Słowo się rzekło...
Moją przygodę z Makiem rozpocząłem w czasach,kiedy dystrybucję tej marki miał krakowski Audioholik. To wtedy w Katowicach,po raz pierwszy usłyszałem 6850 i z salonu wyszedłem chory

. Nie pamiętam już co było w torze,ale pamiętam świecącą integrę z błękitnymi v metrami i wiedziałem na co mam zbierać pieniądze. Zanim uzbierałem,6850 wypadł z produkcji zastąpiony 6900 a Mak wypadł w ogóle z polskiej dystrybucji na parę lat.
Do tematu podszedłem kolejny raz już pod szyldem HI FI Clubu.

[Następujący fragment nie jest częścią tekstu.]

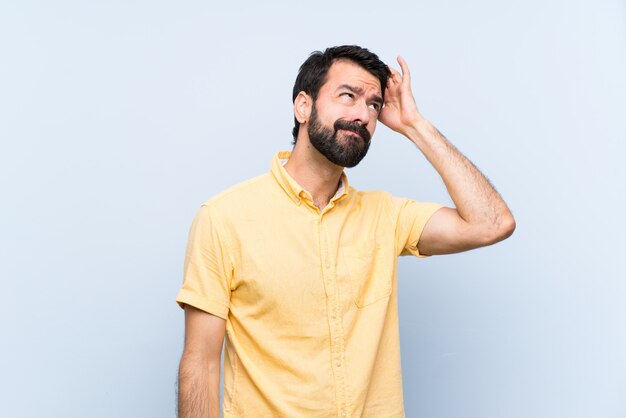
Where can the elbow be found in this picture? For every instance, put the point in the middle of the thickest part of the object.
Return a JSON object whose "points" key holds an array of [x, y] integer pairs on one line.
{"points": [[503, 229]]}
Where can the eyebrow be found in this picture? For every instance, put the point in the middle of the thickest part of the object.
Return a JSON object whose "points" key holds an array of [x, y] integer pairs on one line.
{"points": [[358, 90]]}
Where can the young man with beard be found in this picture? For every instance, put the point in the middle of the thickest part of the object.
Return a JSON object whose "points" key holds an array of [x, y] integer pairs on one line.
{"points": [[299, 270]]}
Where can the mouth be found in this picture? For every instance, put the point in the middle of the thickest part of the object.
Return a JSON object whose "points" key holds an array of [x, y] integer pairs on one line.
{"points": [[353, 133]]}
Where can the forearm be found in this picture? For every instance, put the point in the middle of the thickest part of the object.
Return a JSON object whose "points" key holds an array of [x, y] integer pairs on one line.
{"points": [[198, 387], [476, 200]]}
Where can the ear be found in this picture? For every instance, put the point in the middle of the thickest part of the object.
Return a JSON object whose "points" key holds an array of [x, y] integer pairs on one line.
{"points": [[302, 107]]}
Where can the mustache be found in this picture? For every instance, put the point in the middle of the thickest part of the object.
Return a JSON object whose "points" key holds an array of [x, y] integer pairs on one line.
{"points": [[353, 126]]}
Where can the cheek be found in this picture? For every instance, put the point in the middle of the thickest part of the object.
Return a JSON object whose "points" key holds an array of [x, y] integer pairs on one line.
{"points": [[371, 126]]}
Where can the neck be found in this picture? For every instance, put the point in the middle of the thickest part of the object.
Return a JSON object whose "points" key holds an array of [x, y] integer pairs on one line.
{"points": [[314, 172]]}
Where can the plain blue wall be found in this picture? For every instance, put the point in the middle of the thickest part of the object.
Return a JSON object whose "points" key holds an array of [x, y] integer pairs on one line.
{"points": [[118, 118]]}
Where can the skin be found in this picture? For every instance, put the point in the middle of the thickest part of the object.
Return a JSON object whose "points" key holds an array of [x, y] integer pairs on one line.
{"points": [[480, 217]]}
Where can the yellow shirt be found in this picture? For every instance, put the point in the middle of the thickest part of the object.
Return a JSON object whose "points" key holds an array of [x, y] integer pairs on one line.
{"points": [[309, 297]]}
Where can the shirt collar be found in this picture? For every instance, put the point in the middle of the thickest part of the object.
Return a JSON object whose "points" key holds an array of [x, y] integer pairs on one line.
{"points": [[291, 187]]}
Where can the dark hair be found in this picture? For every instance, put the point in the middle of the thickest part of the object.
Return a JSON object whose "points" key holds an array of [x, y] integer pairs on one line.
{"points": [[313, 72]]}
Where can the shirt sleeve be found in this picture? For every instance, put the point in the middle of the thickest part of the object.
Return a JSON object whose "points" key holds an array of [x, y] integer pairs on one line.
{"points": [[412, 218], [208, 269]]}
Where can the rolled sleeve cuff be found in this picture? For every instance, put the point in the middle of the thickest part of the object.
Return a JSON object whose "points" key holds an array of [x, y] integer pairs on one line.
{"points": [[186, 297]]}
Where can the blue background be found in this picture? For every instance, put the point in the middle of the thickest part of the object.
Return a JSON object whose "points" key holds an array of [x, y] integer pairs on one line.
{"points": [[118, 118]]}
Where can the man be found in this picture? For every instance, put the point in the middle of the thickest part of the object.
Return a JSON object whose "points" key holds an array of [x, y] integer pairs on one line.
{"points": [[299, 270]]}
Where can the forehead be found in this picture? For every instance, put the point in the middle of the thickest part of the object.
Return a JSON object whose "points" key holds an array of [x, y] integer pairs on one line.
{"points": [[343, 72]]}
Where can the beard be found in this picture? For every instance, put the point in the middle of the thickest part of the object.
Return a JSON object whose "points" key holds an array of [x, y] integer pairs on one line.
{"points": [[347, 153]]}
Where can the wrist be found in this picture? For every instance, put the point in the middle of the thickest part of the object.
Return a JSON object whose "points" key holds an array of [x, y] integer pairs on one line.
{"points": [[420, 130]]}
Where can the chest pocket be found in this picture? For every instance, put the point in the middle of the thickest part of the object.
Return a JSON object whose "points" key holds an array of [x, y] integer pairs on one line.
{"points": [[370, 272]]}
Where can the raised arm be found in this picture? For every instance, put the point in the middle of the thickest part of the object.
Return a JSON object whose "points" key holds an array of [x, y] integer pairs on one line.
{"points": [[199, 372], [481, 217]]}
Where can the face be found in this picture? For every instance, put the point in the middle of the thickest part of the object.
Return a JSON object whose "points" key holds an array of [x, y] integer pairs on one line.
{"points": [[343, 117]]}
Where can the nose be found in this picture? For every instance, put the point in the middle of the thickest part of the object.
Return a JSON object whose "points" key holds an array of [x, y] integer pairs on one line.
{"points": [[361, 112]]}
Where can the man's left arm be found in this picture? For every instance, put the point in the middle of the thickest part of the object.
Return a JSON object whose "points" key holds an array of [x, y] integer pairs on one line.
{"points": [[481, 217]]}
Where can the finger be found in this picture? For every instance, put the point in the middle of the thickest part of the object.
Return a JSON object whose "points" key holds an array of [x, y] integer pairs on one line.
{"points": [[406, 74], [395, 76]]}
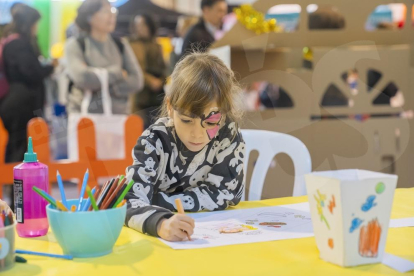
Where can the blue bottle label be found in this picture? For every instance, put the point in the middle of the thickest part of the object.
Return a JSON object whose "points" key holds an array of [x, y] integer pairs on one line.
{"points": [[18, 200]]}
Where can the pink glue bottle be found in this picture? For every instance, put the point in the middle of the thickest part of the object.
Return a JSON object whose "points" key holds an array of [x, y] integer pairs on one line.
{"points": [[30, 208]]}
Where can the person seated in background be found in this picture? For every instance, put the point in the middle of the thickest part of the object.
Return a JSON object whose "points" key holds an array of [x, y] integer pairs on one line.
{"points": [[184, 23], [98, 49], [149, 55], [202, 35]]}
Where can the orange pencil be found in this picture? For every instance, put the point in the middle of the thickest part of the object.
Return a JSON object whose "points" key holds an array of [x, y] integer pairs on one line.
{"points": [[61, 206], [109, 193], [180, 210], [95, 196], [112, 196], [122, 203]]}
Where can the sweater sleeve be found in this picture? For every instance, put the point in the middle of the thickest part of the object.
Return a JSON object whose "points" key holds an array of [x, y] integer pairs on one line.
{"points": [[148, 156], [222, 186]]}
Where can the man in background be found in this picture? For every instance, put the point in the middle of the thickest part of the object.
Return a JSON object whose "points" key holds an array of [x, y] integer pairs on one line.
{"points": [[202, 34]]}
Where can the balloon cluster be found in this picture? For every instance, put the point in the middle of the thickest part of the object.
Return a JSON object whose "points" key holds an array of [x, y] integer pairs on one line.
{"points": [[255, 20]]}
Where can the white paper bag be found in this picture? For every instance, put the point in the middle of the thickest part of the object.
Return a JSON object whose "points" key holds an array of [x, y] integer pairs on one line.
{"points": [[350, 212], [109, 128]]}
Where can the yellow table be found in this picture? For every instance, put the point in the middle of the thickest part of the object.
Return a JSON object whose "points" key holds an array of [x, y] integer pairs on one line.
{"points": [[138, 254]]}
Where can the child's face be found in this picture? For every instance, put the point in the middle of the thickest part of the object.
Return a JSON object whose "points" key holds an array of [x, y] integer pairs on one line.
{"points": [[196, 132]]}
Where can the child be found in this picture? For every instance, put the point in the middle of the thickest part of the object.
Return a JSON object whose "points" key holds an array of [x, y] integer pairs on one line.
{"points": [[4, 207], [195, 152]]}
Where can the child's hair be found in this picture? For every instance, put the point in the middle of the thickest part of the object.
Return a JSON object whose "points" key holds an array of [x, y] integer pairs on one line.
{"points": [[197, 80]]}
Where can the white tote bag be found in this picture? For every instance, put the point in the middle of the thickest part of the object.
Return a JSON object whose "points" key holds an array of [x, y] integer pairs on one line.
{"points": [[109, 128]]}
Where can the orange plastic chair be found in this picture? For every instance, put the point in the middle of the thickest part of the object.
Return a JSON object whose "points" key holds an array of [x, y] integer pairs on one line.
{"points": [[38, 130]]}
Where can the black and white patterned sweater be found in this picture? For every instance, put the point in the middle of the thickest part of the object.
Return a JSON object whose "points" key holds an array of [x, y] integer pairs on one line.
{"points": [[164, 169]]}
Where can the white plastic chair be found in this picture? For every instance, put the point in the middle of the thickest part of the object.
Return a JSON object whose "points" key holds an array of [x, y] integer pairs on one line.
{"points": [[269, 144]]}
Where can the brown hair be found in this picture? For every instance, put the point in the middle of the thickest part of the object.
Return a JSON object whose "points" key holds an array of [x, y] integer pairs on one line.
{"points": [[86, 11], [197, 80]]}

Najpierw umówiłem się w Wawie na odsłuch integry 6900 i 6500 ale okazało się,że sprzęt z jakiś przyczyn nie dotarł i posłuchałem 275. Ten odsłuch w standarcie Thiel,Transparent,Electrocompanient i Mak,pokazał jak spaprana jest sekcja pre w modelu 6850. To właśnie ten element wprowadzał zamulenie i taką mgłę,eufemistycznie nazywaną eufonicznością. I byłbym się na tą końcówkę zdecydował,gdyby nie to,że Mak kupił mnie wyglądem a ten 275 ma nie makowy

W ciemno więc zamówiłem więc 6500 i pojechałem na ferie. Po powrocie odebrałem wzmacniacz i podpiąłem go do B&W Nautilus 804,Krell 280 CD i drutów Transparenta. Wydawało mi się,że jestem w raju i co dzień tak sobie wmawiałem,aż przytargałem do domu 6900,dla porównania ale sorry dla mnie okazał się nie pasujący,wolałem granie 6500,który grał po prostu przyjemniej od 6900,który dla mnie był wyprany z barw. Nie ukrywam,że takie ciągłe wmawianie sobie,że jest świetnie ewidentnie świadczy o tym,że jest do doopy

i tak pewnego dnia,pojechałem do elema i posłuchałem u niego lampiaka Bonasusa,którego właśnie przytargał z RCM. 16 watt podpiętych do Matrixów wskazało mi miejsce,gdzie jestem z moim audio i ewidentnie zmusiło mnie do poszukiwania lampy. Co zrobiłem?ano wypożyczyłem Maka 2275,który niestety a może na szczęście całkowicie wyleczył mnie z tej marki. Jest to gniot,który nie chce grać z niczym,ani na stockowych,ani na innych lampach,muł bez jakiejkolwiek rozdzielczości,taka papka, której po prostu nie da się słuchać. Pojechałem więc do RCM i kupiłem Bonasusa,który wszystkie te opisywane przeze mnie integry zagonił do budy

Parę lat później mogłem w komfortowych warunkach przez parę godzin posłuchać monosów 501 z firmowym pre i kolumnamia Bowersa 801 i wtedy dotarło do mnie,że Mak to właśnie systemy dzielone,rozmach,barwa,rozdzielczość,dobre granie. W tym kontekście nie rozumiem,dlaczego Mak każe sobie płacić, za moim zdaniem,bardzo przeciętne granie swoich integr,skoro za podobne pieniądze,można mieć wybitne granie i jeszcze mnóstwo pieniędzy na płyty. Jeśli ktoś chce koniecznie Maka,to niech kupi 275 i ewentualnie w przyszłości pre,jeśli chce wygody,lub ma więcej źródeł,lub oczywiście wysoki system dzielony,jeśli są środki.Dodam jeszcze,że nie słuchałem MA7000,ale słuchałem MA8000,który od poprzednika różni się chyba dodanym DAC i oczywiście gra to inaczej niż 6850,6500,6900 i 2275,ale to nie jest już moje granie i mnie Mak już nie jest w stanie niczym uwieść.
Na koniec jeszcze taka moja obserwacja,od pewnego poziomu cenowego Mak robi lepszy sprzęt SS niż ten w technologii lampowej,a od czego zaczynał Frank?